Finding combinatorial occurrences along combination of rows between 2 numpy array-CodePudding

I am trying to find a fast vectorized (at least partially) solution finding combinatorial occurrence between two 2D numpy array to identified Single Point Polymorphism linkage. The shape of each array is (factors, samples) an example for matrix 1 is as follows:

array([[0., 1., 1.],
       [1., 0., 1.]])

and matrix 2

array([[1., 1., 0.],
       [0., 0., 0.]])

I need to find the total number of occurrence along samples axis for each permutation of 2 factors at the same position of 2 matrix (order matters because (1,0) count is different from (0,1) count). Therefore the combinations should be [(0, 0), (0, 1), (1, 0), (1, 1)] and the final output is (factor, factor) for counts of each occurrence.
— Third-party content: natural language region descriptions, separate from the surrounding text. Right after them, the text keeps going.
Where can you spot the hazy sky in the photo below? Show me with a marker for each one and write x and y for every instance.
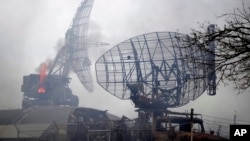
(31, 29)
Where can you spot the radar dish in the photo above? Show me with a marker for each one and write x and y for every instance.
(152, 71)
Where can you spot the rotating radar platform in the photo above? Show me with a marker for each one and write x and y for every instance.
(153, 71)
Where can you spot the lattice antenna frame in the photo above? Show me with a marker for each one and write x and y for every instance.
(152, 70)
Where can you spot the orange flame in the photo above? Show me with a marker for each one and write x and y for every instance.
(43, 70)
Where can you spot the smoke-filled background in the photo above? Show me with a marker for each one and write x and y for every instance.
(32, 30)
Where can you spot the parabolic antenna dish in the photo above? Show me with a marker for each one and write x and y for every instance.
(152, 71)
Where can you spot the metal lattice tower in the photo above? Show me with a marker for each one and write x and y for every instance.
(152, 71)
(74, 54)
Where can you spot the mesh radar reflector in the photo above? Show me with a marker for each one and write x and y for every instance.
(153, 70)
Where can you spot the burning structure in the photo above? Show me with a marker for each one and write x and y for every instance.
(149, 69)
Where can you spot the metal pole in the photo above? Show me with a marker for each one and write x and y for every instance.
(191, 123)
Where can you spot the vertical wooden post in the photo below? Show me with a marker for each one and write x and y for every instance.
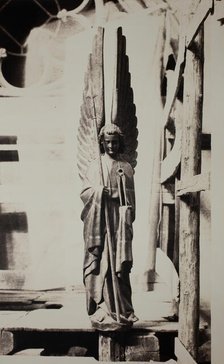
(189, 205)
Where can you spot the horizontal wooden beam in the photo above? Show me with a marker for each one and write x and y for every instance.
(183, 356)
(205, 7)
(197, 183)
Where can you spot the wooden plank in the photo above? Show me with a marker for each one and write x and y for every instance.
(197, 183)
(206, 141)
(7, 343)
(190, 207)
(111, 347)
(205, 7)
(16, 359)
(177, 76)
(139, 347)
(183, 357)
(164, 230)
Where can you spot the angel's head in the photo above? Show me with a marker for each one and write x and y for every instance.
(111, 140)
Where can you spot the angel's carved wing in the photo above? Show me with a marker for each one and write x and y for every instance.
(123, 107)
(92, 109)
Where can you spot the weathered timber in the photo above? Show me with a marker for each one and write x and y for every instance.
(204, 8)
(143, 347)
(7, 342)
(182, 354)
(177, 229)
(111, 347)
(189, 207)
(164, 230)
(197, 183)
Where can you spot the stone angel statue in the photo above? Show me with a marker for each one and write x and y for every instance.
(106, 160)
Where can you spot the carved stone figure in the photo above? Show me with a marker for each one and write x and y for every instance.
(106, 160)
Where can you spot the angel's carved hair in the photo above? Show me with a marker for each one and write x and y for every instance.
(111, 129)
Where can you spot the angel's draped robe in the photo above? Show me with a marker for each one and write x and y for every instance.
(96, 271)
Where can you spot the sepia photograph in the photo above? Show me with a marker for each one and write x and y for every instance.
(107, 248)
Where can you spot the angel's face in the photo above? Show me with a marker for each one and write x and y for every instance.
(111, 144)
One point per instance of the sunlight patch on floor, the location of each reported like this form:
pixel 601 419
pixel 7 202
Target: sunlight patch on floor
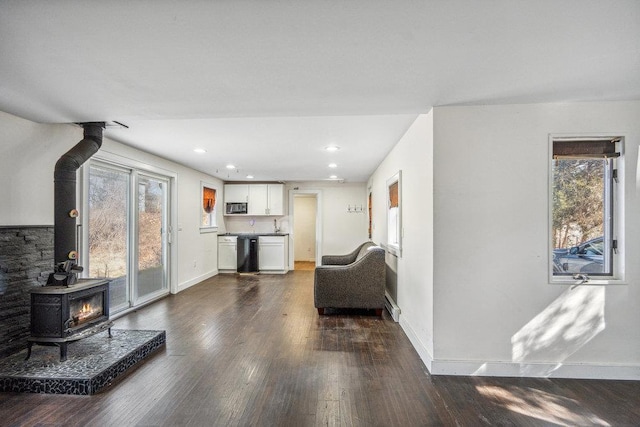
pixel 561 329
pixel 541 405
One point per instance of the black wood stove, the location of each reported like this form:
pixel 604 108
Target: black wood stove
pixel 62 314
For combination (0,0) for instance, we get the matrix

array([[0, 1],
       [0., 1]])

Because 0 counts (0,0) along row 0 of matrix 1 & row 0 of matrix 2, 1 along row 0 of matrix 1 & row 1 of matrix 2, 0 along row 1 of matrix 1 & row 0 of matrix 2, 1 along row 1 of matrix 1 & row 1 of matrix 2,

CodePudding user response：

With example data

import numpy as np

array1 = np.array([
        [0., 1., 1.],
        [1., 0., 1.]])
array2 = np.array([
        [1., 1., 0.],
        [0., 0., 0.]])

We can count the desired combinations with np.einsum and reshape to a suitable array

c1 = np.array([1-array1, array1]).astype('int')
c2 = np.array([1-array2, array2]).astype('int')
np.einsum('ijk,lmk->iljm', c1, c2).reshape(-1, len(array1), len(array2))

Output

array([[[0, 1],    # counts for (0,0) (provided result in the question is not correct)
        [0, 1]],

       [[1, 0],    # counts for (0,1)
        [1, 0]],

       [[1, 2],    # counts for (1,0)
        [1, 2]],

       [[1, 0],    # counts for (1,1)
        [1, 0]]])

Checking that the previous results are equal to dot products

import itertools as it

np.array([x @ y.T for x, y in it.product(c1, c2)])

Output

array([[[0, 1],
        [0, 1]],

       [[1, 0],
        [1, 0]],

       [[1, 2],
        [1, 2]],

       [[1, 0],
        [1, 0]]])

CodePudding user response：

Since I realized the solution while trying to derive a manual example for the question, I will just provide that we should solve these by dot products:

matrix1_0 = (array1[0]==0).astype('int')
matrix1_1 = (array1[0]==1).astype('int')
matrix2_0 = (array2[1]==0).astype('int')
matrix2_1 = (array2[1]==1).astype('int')

count_00 = np.dot(matrix1_0 , matrix2_0.T)
count_01  = np.dot(matrix1_0 , matrix2_1.T)
count_10  = np.dot(matrix1_1 , matrix2_0.T)
count_11  = np.dot(matrix1_1 , matrix2_1.T)

These would correspond to sum of number of occurrence for each combination for each factor along a certain axis (sample axis 1 here).